Now $\Psi$ and $\Xi$ are functions of $L$. Let's consider some particular choices for $\Psi$ and $\Xi$:

• Let $\Psi = 1$ and $\Xi = 1$, where $1$ is not the number 1, but the identity operator, i. e. $1(L) = L$. The resulting equation is $$x_t = \epsilon_t.$$ This model is (trivially) white noise.
• Let $\Psi = \phi$ and $\Xi = 1$, where $\phi$ is some polynomial of degree $p$, i. e. $\phi(L) = 1 - \phi_1 L - \phi_2 L^2 - \dots - \phi_p L^p$. Note that $1$ corresponds again to the identity operator and not the number. The resulting equation is $$x_t - \phi_1 x_{t-1} - \phi_2 x_{t-2} - \dots - \phi_p x_{t-p} = \epsilon_t.$$ This model is called AR process.
• Let $\Psi = 1$ and $\Xi = \theta$, where $\theta$ is some polynomial of degree $q$, i. e. $\theta(L) = 1 + \theta_0 L + \theta_2 L^2 + \dots + \theta_q L^q$. Note that $1$ corresponds again to the identity operator and not the number. The resulting equation is $$x_t = \theta_0\epsilon_t + \theta_1\epsilon_{t-1} + \theta_2\epsilon_{t-2} + \dots + \theta_q\epsilon_{t-q}.$$ This model is called MA process.
• Let $\Psi = \phi$ and $\Xi = \theta$, where $\theta$ and $\phi$ are defined as before. The resulting equation is $$x_t - \phi_1 x_{t-1} - \phi_2 x_{t-2} - \dots - \phi_p x_{t-p} = \epsilon_t + \epsilon_{t-1} + \epsilon_{t-2} + \dots + \epsilon_{t-q}.$$ This process is called ARMA process, because it combined both AR and MA process.

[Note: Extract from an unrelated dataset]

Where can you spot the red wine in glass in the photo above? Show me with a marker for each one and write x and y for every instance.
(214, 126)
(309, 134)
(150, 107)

There are, of course, other possible choices for $\Psi$ and $\Xi$, e. g. the operator exponential $\operatorname{Exp}$, an affine shift, a scaling, ...
However, the polynomial functions have some handy properties and thus are particularly interesting to study.

Answer 2

Unless I'm misunderstanding you here. ARMA representation does not come from adding AR and MA. AR stands for autoregression, and MA stands for moving average. So ARMA is simply having both the 'AR' feature $\phi(L)x_t$ and the 'MA' feature $\theta(L)\epsilon_t$. Also there's a constant 1 in both polynomials, so adding $x_t$ again would not make much sense.